Rob Ford’s spending cuts and continued strong growth in demand for TTC service have created a crisis in system capacity that will be a challenge any new mayor will need to tackle. Chow’s $15 million bus improvements would only bring a modest, short-lived improvement in service, though she is at least talking about that.
Olivia Chow’s transit plan has the makings of an integrated view of Toronto’s transit—rail service in various forms where it is needed, better service on surface routes that are essential to travel across the city, recognition of the regional rail network’s role within Toronto. But such a plan needs the leadership to tell voters what they don’t want to hear: better transit will cost more money. Toronto, both its suburbs and downtown, can have much more if only there is a responsible program for transit growth and the will to pay for it.
By aiming low, by embracing the Ford fable that we can have transit without new spending, Olivia Chow bought into the very foundation of the cost-cutting Ford years that hobbled transit growth. If Chow wins the mayoralty, she can regroup and use her position to build support for a better plan.
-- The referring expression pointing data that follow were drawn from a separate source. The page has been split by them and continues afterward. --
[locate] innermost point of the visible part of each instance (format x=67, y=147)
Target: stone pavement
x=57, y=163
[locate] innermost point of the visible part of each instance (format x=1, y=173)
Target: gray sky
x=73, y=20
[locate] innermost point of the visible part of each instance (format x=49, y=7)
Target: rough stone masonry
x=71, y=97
If she loses, a chance to advocate for a much better network, to be honest about what Toronto could have and what it would really cost, will be lost too.
We originally wrote that “missing from her proposal is the substantial capital funding needed for stopgap repairs to old buses, and to permanently increase capacity by purchasing additional vehicles and adding more garage space. Moreover, Chow’s plan is silent on the streetcar network, where service has not improved much in 20 years.” This was originally the case; however a few weeks ago Chow released a revised version of this plan that includes some of the missing details, while also scaling back the scope of her proposed improvements. We have updated the article to reflect this.